A Groveland woman was lucky to be alive after she fell asleep while driving a Jeep Wrangler on Tuolumne Road and crashed into two trees in the Sonora area of Tuolumne County on Thursday morning. Carol Schutt, 66, was driving eastbound about 6:20 a.m. east of Woodham Carne Road when her SUV drifted off the roadway.
The Jeep hit one tree, kept moving in a southeasterly direction, then struck a second tree and came to rest, according to the California Highway Patrol. Schutt sustained minor injuries and was taken to Doctors Medical Center in Modesto for treatment.
That sequence matters because it shows how quickly a sleepy-driver crash can turn violent. The CHP said the Jeep was a 2021 model and that alcohol or drugs are not suspected to have played a role. It also said driving while sleepy is dangerous, and that fatigue slows reaction time and can trigger microsleeps, those uncontrollable lapses of sleep that can last from fractions of a second to a few seconds. In serious wrecks like this, the questions people ask an accident lawyer are often the same ones investigators ask first: how the crash happened, what the driver noticed, and what damage followed.

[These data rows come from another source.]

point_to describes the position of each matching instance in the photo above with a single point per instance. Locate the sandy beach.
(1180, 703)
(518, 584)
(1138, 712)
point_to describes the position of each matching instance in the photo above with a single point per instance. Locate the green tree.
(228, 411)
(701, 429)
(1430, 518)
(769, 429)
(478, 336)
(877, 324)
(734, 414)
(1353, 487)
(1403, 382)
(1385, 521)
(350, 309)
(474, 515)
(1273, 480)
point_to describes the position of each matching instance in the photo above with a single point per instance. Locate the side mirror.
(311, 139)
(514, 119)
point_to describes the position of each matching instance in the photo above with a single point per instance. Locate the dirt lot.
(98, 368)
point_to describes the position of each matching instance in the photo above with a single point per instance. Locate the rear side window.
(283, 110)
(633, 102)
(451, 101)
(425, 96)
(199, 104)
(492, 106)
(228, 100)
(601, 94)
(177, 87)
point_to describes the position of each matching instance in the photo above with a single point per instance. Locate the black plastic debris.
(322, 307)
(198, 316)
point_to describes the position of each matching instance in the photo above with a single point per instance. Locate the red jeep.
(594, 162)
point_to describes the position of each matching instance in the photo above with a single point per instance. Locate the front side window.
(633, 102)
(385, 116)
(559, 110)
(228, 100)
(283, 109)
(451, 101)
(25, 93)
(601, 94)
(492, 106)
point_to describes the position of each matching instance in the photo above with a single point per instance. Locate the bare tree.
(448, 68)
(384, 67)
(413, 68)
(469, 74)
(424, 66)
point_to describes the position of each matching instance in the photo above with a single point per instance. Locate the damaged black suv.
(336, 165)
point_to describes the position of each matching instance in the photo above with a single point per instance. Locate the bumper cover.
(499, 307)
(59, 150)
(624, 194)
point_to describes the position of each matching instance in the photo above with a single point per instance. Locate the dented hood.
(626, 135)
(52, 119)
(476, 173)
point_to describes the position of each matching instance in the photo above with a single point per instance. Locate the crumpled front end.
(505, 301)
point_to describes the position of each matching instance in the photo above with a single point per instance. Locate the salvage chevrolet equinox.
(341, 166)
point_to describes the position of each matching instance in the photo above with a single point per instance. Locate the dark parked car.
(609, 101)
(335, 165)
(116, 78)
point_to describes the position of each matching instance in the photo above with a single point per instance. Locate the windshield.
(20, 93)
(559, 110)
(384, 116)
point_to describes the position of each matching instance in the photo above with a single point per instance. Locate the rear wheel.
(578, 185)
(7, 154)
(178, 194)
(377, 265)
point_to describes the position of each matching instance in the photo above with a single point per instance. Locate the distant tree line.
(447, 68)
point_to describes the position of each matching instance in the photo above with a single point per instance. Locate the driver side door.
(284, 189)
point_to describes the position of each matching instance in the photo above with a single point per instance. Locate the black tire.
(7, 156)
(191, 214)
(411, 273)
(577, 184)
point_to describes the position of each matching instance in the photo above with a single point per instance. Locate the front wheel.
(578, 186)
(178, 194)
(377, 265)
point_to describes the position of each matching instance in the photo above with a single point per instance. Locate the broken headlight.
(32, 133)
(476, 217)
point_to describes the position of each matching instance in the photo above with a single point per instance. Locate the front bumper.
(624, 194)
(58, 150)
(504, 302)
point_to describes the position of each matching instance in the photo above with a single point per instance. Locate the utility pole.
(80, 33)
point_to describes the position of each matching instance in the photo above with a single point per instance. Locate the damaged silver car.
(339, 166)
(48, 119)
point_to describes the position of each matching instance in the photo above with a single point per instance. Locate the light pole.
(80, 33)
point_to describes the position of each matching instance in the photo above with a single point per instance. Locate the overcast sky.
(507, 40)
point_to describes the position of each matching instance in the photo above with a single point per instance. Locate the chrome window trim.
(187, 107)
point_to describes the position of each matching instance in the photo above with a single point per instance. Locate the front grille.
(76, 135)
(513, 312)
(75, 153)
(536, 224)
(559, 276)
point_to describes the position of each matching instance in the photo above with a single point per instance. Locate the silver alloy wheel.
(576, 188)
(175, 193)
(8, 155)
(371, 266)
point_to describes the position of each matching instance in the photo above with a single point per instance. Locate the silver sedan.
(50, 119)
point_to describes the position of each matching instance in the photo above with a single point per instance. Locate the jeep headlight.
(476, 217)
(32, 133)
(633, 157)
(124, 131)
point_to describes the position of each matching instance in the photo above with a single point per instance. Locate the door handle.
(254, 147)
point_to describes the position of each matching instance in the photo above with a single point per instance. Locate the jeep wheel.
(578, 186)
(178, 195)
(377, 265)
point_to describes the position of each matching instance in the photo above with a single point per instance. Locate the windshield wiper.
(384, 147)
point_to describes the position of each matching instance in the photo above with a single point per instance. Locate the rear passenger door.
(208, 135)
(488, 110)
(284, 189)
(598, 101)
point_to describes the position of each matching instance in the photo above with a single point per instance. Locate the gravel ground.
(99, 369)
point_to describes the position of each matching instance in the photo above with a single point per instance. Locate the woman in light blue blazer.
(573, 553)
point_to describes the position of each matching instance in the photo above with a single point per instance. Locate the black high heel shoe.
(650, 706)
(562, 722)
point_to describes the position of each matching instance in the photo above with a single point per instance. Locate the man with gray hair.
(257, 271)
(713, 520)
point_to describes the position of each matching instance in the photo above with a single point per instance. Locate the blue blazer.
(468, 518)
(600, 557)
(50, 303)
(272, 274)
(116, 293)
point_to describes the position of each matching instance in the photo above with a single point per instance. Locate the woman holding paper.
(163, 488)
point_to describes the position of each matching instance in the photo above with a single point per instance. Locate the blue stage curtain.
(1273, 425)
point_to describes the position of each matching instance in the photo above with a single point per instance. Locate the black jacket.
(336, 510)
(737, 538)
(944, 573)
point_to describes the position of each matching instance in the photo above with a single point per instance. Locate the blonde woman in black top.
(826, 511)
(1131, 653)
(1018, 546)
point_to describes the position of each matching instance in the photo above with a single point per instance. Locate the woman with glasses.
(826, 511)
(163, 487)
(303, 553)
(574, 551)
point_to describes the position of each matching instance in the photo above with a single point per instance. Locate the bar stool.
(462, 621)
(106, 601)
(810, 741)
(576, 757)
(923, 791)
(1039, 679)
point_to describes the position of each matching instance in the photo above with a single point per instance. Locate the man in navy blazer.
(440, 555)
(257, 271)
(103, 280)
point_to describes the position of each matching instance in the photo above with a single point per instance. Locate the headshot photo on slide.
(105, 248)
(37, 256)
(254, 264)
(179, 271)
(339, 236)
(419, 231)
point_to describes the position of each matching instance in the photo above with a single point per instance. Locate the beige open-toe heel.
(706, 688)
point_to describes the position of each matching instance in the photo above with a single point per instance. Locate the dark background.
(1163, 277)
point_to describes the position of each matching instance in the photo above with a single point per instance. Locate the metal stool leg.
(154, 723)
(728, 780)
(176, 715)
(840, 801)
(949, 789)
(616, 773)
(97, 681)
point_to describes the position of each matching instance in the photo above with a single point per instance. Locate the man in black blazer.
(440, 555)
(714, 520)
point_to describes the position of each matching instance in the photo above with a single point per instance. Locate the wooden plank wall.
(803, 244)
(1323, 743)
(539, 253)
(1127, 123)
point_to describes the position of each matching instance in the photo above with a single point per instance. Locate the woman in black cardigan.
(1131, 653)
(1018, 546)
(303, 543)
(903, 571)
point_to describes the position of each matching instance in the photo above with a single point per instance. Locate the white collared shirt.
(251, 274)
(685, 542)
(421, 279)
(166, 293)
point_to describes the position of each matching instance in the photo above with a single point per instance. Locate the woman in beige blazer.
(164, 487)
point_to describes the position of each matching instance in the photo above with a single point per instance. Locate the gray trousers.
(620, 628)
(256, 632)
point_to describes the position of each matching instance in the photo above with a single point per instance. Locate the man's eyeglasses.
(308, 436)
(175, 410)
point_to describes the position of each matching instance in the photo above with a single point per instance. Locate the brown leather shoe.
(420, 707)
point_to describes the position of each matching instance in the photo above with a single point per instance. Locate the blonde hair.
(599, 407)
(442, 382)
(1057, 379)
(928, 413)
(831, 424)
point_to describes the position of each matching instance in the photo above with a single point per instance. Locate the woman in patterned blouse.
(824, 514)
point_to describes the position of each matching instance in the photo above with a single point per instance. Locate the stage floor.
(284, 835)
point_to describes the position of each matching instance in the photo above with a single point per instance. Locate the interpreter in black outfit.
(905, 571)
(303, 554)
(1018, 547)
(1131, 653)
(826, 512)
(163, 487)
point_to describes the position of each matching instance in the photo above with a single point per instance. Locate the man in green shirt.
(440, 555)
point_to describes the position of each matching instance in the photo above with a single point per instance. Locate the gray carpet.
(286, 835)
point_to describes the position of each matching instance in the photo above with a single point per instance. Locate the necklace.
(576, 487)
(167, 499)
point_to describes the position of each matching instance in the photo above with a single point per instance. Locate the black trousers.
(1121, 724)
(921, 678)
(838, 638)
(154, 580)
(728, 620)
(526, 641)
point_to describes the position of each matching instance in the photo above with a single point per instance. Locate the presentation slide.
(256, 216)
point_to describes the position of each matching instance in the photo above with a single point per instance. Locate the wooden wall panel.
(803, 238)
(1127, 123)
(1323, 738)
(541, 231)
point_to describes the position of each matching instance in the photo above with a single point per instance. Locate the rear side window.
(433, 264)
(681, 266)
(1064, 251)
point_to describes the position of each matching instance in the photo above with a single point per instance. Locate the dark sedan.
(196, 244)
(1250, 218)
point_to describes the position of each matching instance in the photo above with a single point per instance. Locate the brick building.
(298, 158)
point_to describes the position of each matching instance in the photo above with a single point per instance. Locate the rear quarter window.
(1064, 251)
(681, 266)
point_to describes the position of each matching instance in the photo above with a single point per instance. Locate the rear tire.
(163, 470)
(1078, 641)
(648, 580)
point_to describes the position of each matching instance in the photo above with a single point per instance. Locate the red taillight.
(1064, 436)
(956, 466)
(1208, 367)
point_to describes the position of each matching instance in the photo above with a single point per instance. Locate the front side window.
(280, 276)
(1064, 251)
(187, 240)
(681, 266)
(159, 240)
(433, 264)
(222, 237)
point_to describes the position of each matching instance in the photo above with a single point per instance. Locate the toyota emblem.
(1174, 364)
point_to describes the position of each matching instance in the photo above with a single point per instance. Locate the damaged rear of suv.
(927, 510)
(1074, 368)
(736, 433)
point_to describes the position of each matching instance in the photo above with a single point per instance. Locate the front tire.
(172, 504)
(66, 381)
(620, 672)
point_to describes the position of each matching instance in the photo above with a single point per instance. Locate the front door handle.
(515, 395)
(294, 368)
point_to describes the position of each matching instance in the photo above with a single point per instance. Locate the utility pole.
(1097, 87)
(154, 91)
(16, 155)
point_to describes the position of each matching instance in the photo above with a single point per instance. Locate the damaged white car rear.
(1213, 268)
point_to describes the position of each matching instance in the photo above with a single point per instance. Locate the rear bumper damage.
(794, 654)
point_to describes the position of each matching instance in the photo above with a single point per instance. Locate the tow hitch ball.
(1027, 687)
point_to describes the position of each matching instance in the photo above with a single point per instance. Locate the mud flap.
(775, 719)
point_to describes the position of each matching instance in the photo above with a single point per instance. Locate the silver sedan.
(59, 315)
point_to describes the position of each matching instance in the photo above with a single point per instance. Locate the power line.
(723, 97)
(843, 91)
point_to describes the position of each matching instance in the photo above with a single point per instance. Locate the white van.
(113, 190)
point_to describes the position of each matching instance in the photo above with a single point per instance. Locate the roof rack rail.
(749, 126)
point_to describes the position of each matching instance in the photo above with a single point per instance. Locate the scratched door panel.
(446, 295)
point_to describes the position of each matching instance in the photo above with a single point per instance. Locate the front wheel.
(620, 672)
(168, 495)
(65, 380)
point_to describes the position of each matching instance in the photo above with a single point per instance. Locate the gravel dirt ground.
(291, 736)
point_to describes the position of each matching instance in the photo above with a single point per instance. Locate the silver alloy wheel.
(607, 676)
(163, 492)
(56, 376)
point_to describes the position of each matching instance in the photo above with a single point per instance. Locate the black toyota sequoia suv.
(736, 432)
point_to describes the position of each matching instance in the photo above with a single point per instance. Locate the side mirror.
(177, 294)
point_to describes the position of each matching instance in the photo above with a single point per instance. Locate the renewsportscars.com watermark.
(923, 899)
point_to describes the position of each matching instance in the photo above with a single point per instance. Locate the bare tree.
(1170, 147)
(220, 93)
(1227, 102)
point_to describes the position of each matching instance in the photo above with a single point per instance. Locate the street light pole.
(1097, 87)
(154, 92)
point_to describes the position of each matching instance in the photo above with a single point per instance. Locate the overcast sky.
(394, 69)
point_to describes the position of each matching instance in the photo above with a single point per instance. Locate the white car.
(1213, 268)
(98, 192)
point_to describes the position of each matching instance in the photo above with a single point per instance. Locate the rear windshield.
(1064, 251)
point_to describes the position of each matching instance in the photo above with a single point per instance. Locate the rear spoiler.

The collision was documented by CHP photos as a rollover crash, adding another layer to a scene that already had two tree impacts and a roadside stop. The detail that matters is not just that Schutt survived, but that she was alert enough to survive a crash pattern the CHP says can unfold in seconds when fatigue takes over. For drivers, the answer is plain enough: sleepy driving can be as dangerous as anything on the road, and this one ended with minor injuries instead of something far worse.